Are all method’s derivative pre-defined / calculated, i.e. d/dx (x^p) = p * x^(p-1) inside Autograd or is it using some symbolic methods?

Also, do all deep learning framework (i.e. PyTorch, Tensorflow, MxNet etc) use the same method or is there different between them?

Thanks.

No symbolic methods. That would be insane. It uses calculus based on FORTRAN style and GRAPH it creates.

If you have to calculate derivative of a function y = f(a,b,c) at point a, then you will measure y changes with respect to the change of the variable a.

da = (f(a+e,b,c)-f(a,b,c))/e
print(da)

where e is some small number.

Okay but isn’t that numerical differentiation (i.e. https://en.wikipedia.org/wiki/Numerical_differentiation)?

Or is it more like Automatic differentiation using dual numbers (https://en.wikipedia.org/wiki/Automatic_differentiation)?

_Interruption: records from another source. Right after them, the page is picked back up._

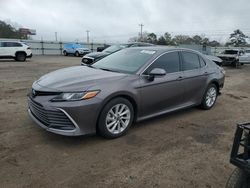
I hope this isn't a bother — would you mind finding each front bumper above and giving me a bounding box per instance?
[28,96,100,136]
[26,53,32,58]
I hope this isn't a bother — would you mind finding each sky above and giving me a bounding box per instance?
[0,0,250,43]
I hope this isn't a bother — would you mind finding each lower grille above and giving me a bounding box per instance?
[29,99,75,130]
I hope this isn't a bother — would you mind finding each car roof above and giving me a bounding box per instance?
[0,40,23,43]
[124,45,204,54]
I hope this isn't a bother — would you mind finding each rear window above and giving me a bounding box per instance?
[2,42,22,47]
[182,52,200,71]
[223,50,238,55]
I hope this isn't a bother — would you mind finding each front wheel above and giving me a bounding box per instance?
[201,84,218,110]
[63,50,68,56]
[98,97,134,138]
[75,51,80,57]
[15,52,26,61]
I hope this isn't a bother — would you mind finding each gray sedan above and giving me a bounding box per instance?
[28,47,225,138]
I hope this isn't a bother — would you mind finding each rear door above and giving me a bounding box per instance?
[3,42,22,57]
[181,51,209,105]
[0,42,5,56]
[140,51,184,116]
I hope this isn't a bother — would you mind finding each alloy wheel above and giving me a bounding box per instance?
[106,104,131,134]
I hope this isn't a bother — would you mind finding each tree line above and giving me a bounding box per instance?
[129,29,249,47]
[0,20,250,47]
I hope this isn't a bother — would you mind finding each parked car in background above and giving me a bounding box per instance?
[28,47,225,138]
[205,55,223,66]
[81,42,153,65]
[217,49,244,67]
[239,49,250,64]
[63,43,91,57]
[96,44,111,52]
[0,41,32,61]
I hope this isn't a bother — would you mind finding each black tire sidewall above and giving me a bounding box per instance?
[97,97,134,138]
[16,52,26,61]
[201,84,218,110]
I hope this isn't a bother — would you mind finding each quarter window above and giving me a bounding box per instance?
[3,42,22,47]
[182,52,200,71]
[146,52,180,74]
[200,57,206,67]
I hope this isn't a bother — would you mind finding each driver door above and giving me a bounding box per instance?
[140,51,184,116]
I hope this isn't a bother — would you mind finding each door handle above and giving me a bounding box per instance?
[176,76,183,81]
[203,71,208,75]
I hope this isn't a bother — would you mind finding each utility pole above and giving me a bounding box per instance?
[86,30,89,44]
[139,23,144,42]
[55,32,57,41]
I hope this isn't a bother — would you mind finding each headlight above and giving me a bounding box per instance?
[51,91,100,102]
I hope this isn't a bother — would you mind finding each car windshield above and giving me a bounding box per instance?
[224,50,238,55]
[92,48,156,74]
[103,45,126,53]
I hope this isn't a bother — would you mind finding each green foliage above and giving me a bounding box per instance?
[0,20,27,39]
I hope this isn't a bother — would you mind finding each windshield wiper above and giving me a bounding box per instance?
[99,68,114,72]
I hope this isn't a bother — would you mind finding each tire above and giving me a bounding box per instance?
[75,51,80,57]
[201,84,218,110]
[63,50,68,56]
[225,168,249,188]
[15,52,26,61]
[97,97,134,138]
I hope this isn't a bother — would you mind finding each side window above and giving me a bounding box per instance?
[13,42,22,47]
[200,57,206,67]
[182,52,200,71]
[146,52,180,74]
[2,42,22,47]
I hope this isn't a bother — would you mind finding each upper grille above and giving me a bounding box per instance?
[29,99,75,130]
[31,89,62,97]
[82,57,94,65]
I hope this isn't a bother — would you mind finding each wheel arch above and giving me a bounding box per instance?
[15,50,27,56]
[208,79,220,92]
[96,92,138,131]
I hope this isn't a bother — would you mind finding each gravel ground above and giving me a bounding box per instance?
[0,56,250,188]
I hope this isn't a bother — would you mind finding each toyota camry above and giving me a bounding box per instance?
[28,46,225,138]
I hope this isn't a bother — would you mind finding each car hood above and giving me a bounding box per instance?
[32,66,127,92]
[217,54,238,57]
[83,52,110,59]
[77,48,90,51]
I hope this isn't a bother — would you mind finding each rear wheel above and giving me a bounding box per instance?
[63,50,68,56]
[201,84,218,110]
[98,97,134,138]
[226,168,250,188]
[15,52,26,61]
[75,51,80,57]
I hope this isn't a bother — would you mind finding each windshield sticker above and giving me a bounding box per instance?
[141,50,155,55]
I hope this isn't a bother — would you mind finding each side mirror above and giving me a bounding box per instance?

This video explains very well:

1 Like

Thanks, the video was great!

However, I don’t think it answers my question, i.e. how are the actual gradients calculated (i.e. how do we calculate the gradient of log(x) in an automatic way).

Hi,

Yes automatic differentiation is used.
This basically computes gradients with the chain rule: if you have y = f(x) and z = g(y).
Then you compute dz/dx = dz/dy * dy/dx (with * being a matrix multiply).

So the only thing needed to compute any gradient is to have the formula for all the elementary functions and some mechanic to know how to apply them.
You can find (most) of the formulas in this file that we use to define the mapping between a function and its derivative.
And the order is given by an acyclic graph that we create during the forward.

Hi,

Thanks!, that clarifies the approach. Do you know if that is the common way to do it (i.e. do you think Tensorflow, MxNet etc have the same approach or is it PyTorch specific)?

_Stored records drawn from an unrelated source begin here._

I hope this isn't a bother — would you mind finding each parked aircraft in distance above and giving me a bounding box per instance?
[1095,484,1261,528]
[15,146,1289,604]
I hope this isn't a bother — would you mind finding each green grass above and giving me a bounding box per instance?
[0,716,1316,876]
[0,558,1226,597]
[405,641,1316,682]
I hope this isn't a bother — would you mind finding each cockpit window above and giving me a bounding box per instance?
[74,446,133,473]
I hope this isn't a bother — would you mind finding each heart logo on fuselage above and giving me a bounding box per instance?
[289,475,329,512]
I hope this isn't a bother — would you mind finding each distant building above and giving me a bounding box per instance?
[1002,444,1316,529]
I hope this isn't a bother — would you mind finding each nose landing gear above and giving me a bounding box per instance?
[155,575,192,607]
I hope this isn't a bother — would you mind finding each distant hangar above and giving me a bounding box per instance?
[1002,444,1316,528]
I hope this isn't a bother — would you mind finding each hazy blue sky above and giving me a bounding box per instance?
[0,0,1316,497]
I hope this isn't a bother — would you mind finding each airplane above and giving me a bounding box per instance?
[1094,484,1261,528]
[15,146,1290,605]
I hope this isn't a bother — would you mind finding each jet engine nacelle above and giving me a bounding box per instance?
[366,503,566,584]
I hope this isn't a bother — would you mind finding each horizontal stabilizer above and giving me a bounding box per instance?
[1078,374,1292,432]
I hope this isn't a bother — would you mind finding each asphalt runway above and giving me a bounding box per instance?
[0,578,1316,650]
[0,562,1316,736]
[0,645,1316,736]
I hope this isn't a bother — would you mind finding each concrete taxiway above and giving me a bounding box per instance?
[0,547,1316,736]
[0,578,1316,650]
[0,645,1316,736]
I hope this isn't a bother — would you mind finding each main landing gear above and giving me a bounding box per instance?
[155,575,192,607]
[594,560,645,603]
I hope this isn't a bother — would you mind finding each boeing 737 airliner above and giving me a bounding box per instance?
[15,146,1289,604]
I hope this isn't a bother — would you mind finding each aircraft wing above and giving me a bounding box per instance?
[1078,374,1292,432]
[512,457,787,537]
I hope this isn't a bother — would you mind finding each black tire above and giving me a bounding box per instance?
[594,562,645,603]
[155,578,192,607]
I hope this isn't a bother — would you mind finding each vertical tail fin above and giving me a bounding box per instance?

The chain rule-based method is also known as backpropagation and is clearly used by most DL framework. I am not sure about MxNet, but Tensorflow use it for sure.
The main difference with pytorch used to be that the acyclic graph in Tensorflow was created statically. While pytorch recreates it at each forward. But that is not true anymore with tensorflow eager mode by default.

Hi,

I meant the “hard-coding” of gradients.

Do you know if that is the common way to do it (i.e. do you think Tensorflow, MxNet etc have the same approach or is it PyTorch specific.

This paper may provide further information for you.

Or is it more like Automatic differentiation using dual numbers (https://en.wikipedia.org/wiki/Automatic_differentiation )?

Yes, AD (Automatic differentiation) first appeared in Fortran project. Fact from the paper I sent you the link.

Fairly the most outstanding articles explaining AD I found is this one from 2013.

Ho,

Yes you have to. The formula has to come from somewhere since we don’t do neither symbolic differentiation or finite differences.

Hi,

Thank you for the answers!

Thanks, will take a look at the papers.